Kano è inserito in oltre 2.500 programmi educativi in tutto il mondo. Scuole, circoli, istituzioni educative, programmi governativi, biblioteche. L’idea è sostituire il consumo con la creatività. Oggi i ragazzi usano gli smartphone tutto il tempo, ma in modo passivo. Eppure «ciascuno di questi piccoli terminali è più potente del computer che ci permise di portare l’Apollo sulla Luna». Klein punta a ridare ai computer quel ruolo di «biciclette per la mente» che Steve Jobs aveva intravisto ai primi anni della Apple. «A quell’età pensi a modo tuo – ragiona Klein – fai domande. Per questo il computer te lo devi costruire da solo: per fare il passaggio dal consumo alla creazione, dall’uso alla manipolazione».
Kano è un progetto particolarmente riuscito ma non è isolato. Negli ultimi anni questa elettronica pedagogica è cresciuta prepotentemente. Nelle scuole del Regno Unito, grazie a un progetto della Bbc, a milioni di bambini di 7 anni è stata distribuita Microbit, una piccola scheda elettronica programmabile su cui imparano i rudimenti della programmazione. Mentre negli Usa hanno enorme successo Dash e Dot, due simpatici robot color pastello distribuiti da Wonder Workshop, una azienda californiana fondata da un indiano.
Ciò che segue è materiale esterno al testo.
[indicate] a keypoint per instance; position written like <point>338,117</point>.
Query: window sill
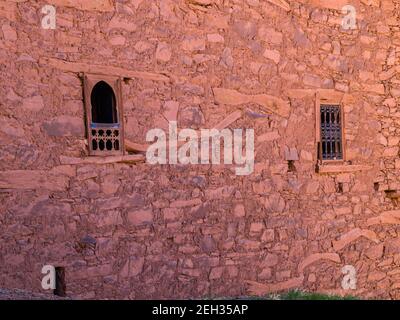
<point>129,159</point>
<point>341,168</point>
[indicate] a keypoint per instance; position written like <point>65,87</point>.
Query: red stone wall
<point>200,231</point>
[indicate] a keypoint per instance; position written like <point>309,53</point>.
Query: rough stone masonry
<point>122,228</point>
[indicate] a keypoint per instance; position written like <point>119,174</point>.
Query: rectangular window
<point>331,140</point>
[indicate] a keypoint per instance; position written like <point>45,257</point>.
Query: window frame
<point>89,82</point>
<point>321,99</point>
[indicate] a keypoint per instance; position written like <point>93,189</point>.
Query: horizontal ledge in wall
<point>129,159</point>
<point>342,168</point>
<point>79,67</point>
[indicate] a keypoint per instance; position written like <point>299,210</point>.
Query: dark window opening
<point>104,109</point>
<point>331,133</point>
<point>61,287</point>
<point>291,166</point>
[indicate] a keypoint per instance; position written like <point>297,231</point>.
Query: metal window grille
<point>331,133</point>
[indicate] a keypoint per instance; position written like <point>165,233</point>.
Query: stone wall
<point>124,230</point>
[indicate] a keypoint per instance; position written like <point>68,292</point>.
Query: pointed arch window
<point>104,118</point>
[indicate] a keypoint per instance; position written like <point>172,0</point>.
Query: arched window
<point>104,115</point>
<point>104,108</point>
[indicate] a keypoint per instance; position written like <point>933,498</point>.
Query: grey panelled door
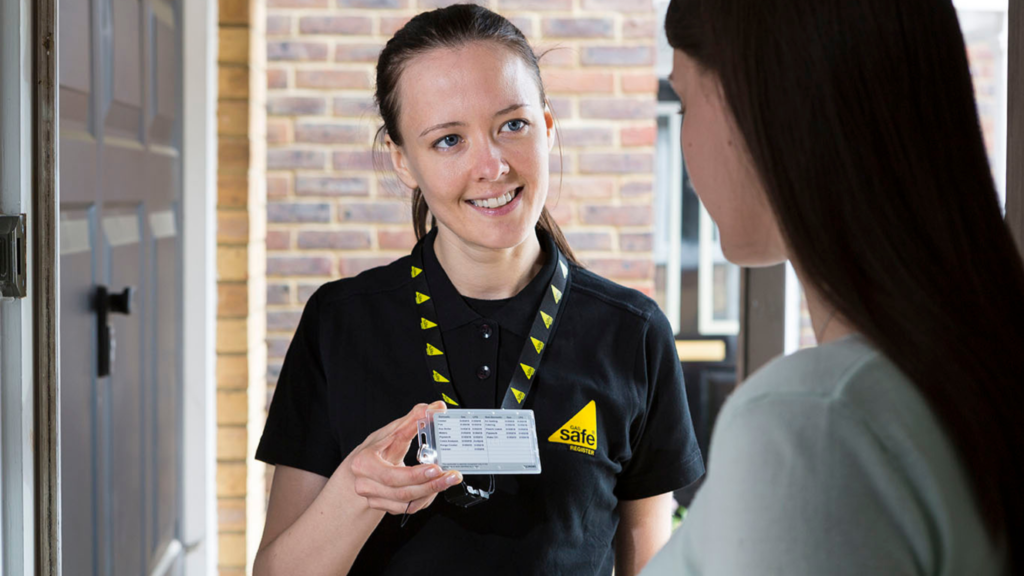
<point>120,113</point>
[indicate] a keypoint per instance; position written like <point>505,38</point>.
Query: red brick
<point>619,5</point>
<point>283,321</point>
<point>639,28</point>
<point>578,81</point>
<point>601,163</point>
<point>297,212</point>
<point>278,25</point>
<point>283,158</point>
<point>586,188</point>
<point>276,78</point>
<point>614,268</point>
<point>354,107</point>
<point>632,190</point>
<point>382,212</point>
<point>645,135</point>
<point>298,265</point>
<point>332,186</point>
<point>636,242</point>
<point>330,132</point>
<point>279,240</point>
<point>617,109</point>
<point>586,136</point>
<point>279,131</point>
<point>616,215</point>
<point>356,52</point>
<point>332,79</point>
<point>390,25</point>
<point>557,55</point>
<point>335,25</point>
<point>617,55</point>
<point>293,50</point>
<point>297,3</point>
<point>636,83</point>
<point>279,293</point>
<point>353,265</point>
<point>360,160</point>
<point>279,186</point>
<point>295,106</point>
<point>334,240</point>
<point>578,28</point>
<point>389,4</point>
<point>589,240</point>
<point>395,240</point>
<point>539,5</point>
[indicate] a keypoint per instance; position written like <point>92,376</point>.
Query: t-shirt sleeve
<point>797,486</point>
<point>298,429</point>
<point>665,452</point>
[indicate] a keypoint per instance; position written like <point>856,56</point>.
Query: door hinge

Ma anche in Italia molte cose si muovono in questa direzione. Proprio a Ivrea – all’Interaction Design Institute, fondato da Olivetti e Telecom – è nato nei primi anni 2000 Arduino, scheda programmabile che permette di realizzare dispositivi di domotica ed è finita nelle scuole di tutto il mondo. E negli ultimi anni, per sviluppare il «pensiero computazionale» tra i più piccoli, il ministero dell’Istruzione ha lanciato «l’ora del codice», coinvolgendo 5.800 scuole.
Ma anche fuori dalle aule sono migliaia i progetti in campo. Codemotionkids e Robotiko, due delle organizzazioni maggiori, realizzano centinaia di corsi di programmazione, mentre si è diffusa in tutta la penisola una rete di CoderDojo, vere e proprie palestre di programmazione organizzate da un esercito di appassionati genitori. E il 12 maggio Torino ospiterà la finale del Kids Game Jam, dove squadre di piccoli programmatori da tutto il mondo si sfideranno a colpi di codice per scrivere i migliori videogiochi.